Very simple: we have df as below and we want to print a row with max value in C:
A B C
x 1 4
y 2 10
z 5 9
In:
df.loc[df['C'] == df['C'].max()] # condition check
Out:
A B C
y 2 10
If you want the entire row instead of just the id, you can use df.nlargest and pass in how many 'top' rows you want and you can also pass in for which column/columns you want it for.
df.nlargest(2,['A'])
will give you the rows corresponding to the top 2 values of A.
use df.nsmallest for min values.
The direct ".argmax()" solution does not work for me.
The previous example provided by #ely
>>> import pandas
>>> import numpy as np
>>> df = pandas.DataFrame(np.random.randn(5,3),columns=['A','B','C'])
>>> df
A B C
0 1.232853 -1.979459 -0.573626
1 0.140767 0.394940 1.068890
2 0.742023 1.343977 -0.579745
3 2.125299 -0.649328 -0.211692
4 -0.187253 1.908618 -1.862934
>>> df['A'].argmax()
3
>>> df['B'].argmax()
4
>>> df['C'].argmax()
1
returns the following message :
FutureWarning: 'argmax' is deprecated, use 'idxmax' instead.
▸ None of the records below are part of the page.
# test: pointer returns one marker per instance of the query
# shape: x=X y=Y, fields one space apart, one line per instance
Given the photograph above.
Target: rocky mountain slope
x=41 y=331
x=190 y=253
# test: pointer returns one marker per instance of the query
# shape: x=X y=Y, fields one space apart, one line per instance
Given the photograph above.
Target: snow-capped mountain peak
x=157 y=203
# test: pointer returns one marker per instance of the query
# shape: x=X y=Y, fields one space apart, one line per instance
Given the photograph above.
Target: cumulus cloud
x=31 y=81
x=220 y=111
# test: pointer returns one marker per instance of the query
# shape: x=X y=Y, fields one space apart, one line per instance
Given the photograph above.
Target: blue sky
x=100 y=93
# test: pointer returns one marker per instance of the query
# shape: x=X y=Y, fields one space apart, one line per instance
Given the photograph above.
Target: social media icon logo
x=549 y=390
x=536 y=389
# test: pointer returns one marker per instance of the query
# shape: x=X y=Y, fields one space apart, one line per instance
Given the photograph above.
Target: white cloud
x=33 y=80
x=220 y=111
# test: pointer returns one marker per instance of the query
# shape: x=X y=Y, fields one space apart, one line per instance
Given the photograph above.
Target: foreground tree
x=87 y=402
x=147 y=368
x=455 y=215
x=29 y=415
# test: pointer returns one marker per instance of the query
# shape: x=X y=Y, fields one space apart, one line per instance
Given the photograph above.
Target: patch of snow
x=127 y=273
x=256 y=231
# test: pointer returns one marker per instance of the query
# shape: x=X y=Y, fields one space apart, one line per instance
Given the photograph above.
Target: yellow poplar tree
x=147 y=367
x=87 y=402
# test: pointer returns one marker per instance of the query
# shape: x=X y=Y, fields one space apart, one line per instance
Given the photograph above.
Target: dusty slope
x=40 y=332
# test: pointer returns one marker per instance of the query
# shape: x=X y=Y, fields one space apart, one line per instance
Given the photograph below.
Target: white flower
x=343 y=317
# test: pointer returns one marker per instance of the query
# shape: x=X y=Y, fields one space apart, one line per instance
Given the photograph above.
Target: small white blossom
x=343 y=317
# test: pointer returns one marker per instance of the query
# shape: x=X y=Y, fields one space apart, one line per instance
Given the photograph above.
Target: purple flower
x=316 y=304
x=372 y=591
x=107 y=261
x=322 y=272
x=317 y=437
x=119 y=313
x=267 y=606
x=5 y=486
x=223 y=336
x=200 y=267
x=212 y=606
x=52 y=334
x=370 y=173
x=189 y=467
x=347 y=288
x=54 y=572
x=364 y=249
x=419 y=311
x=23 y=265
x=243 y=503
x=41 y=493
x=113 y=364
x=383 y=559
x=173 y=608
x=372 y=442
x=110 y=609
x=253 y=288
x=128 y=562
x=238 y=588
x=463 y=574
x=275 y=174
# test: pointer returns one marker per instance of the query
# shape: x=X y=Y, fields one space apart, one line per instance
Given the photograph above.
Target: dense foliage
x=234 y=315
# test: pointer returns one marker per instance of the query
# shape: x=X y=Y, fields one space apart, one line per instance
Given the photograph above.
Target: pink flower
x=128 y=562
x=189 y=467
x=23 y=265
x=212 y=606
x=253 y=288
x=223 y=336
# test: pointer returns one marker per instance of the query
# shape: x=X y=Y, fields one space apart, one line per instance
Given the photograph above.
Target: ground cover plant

The behavior of 'argmax'
will be corrected to return the positional maximum in the future.
Use 'series.values.argmax' to get the position of the maximum now.
So that my solution is :
df['A'].values.argmax()
mx.iloc[0].idxmax()
This one line of code will give you how to find the maximum value from a row in dataframe, here mx is the dataframe and iloc[0] indicates the 0th index.
Considering this dataframe
[In]: df = pd.DataFrame(np.random.randn(4,3),columns=['A','B','C'])
[Out]:
A B C
0 -0.253233 0.226313 1.223688
1 0.472606 1.017674 1.520032
2 1.454875 1.066637 0.381890
3 -0.054181 0.234305 -0.557915
Assuming one want to know the rows where column "C" is max, the following will do the work
[In]: df[df['C']==df['C'].max()])
[Out]:
A B C
1 0.472606 1.017674 1.520032
The idmax of the DataFrame returns the label index of the row with the maximum value and the behavior of argmax depends on version of pandas (right now it returns a warning). If you want to use the positional index, you can do the following:
max_row = df['A'].values.argmax()
or
import numpy as np
max_row = np.argmax(df['A'].values)
Note that if you use np.argmax(df['A']) behaves the same as df['A'].argmax().
Use:
data.iloc[data['A'].idxmax()]
data['A'].idxmax() -finds max value location in terms of row
data.iloc() - returns the row
If there are ties in the maximum values, then idxmax returns the index of only the first max value. For example, in the following DataFrame:
A B C
0 1 0 1
1 0 0 1
2 0 0 0
3 0 1 1
4 1 0 0
idxmax returns
A 0
B 3
C 0
dtype: int64
Now, if we want all indices corresponding to max values, then we could use max + eq to create a boolean DataFrame, then use it on df.index to filter out indexes:
out = df.eq(df.max()).apply(lambda x: df.index[x].tolist())
Output:
A [0, 4]
B [3]
C [0, 1, 3]
dtype: object
what worked for me is:
df[df['colX'] == df['colX'].max()
You then get the row in your df with the maximum value of colX.
Then if you just want the index you can add .index at the end of the query.